On 12 August 2022, Nasir Ahmad, a 62-year-old Muslim Ahmadi, was stabbed to death at the main bus stop in Rabwah, Pakistan. A religious fanatic stabbed him repeatedly for not chanting slogans in praise of Khadim Rizvi, a Pakistani hate preacher who defends the country's unjust blasphemy laws. Ahmad died on the spot after succumbing to stab wounds. The killer was reciting a slogan of Khadim Rizvi at the time of the attack.
Mr. Nasir Ahmad leaves behind a widow and 3 daughters. According to the information received, he was an active member of the community and his Friday routine was to go to the cemetery like many other Muslim Ahmadis to pray for their loved ones.

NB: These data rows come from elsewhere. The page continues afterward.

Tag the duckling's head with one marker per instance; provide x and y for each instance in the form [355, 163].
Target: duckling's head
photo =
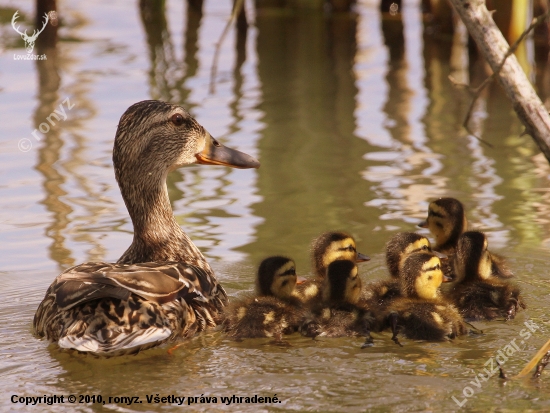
[332, 246]
[446, 221]
[421, 276]
[154, 138]
[342, 283]
[401, 246]
[472, 260]
[276, 277]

The killer Hafiz Muhammad Shahzad Hasan Sialvi Rizvi belongs to a village near Silanwali, District Sargodha, Pakistan. He got admission in Anwar-ul-Quran Madrassa in Muhaamad Wala Police Station area in 2005 and graduated in 2010. The population of Rabwah is 95 per cent Muslim Ahmadis and the Ahmadis themselves are no longer safe even in this town. The hate campaign against Muslim Ahmadis means that no Ahmadi today feels safe in Pakistan. The promoters of the hate campaign are well known, yet the government takes no action against them according to the law.
These killings, attacks and threats have created a sense of deep insecurity among members of the Ahmadi community, while Ahmadis across Pakistan live in a deep atmosphere of fear. We keep the international community informed in the hope that it will take a stern attitude towards these horrific acts of barbarism in Pakistan and ensure the safety of the peaceful members of the Ahmadiyya Muslim Community in that country.
On 13 July 2021, UN human rights experts expressed their deep concern at the lack of attention to the grave human rights violations perpetrated against the Ahmadiyya Community around the world and called on nations to redouble their efforts to end the ongoing persecution of the Ahmadis.
We therefore urge our authorities in Spain to call on the Government of Pakistan to live up to its responsibility to provide effective protection and freedom of religious practice to the Ahmadis, to bring the perpetrators of these heinous attacks to justice and to bring its laws and practices into line with international standards, as set out in Article 20 of the UN Universal Declaration of Human Rights, Articles 2 and 18, and Articles 25 and 26 of the International Covenant on Civil and Political Rights.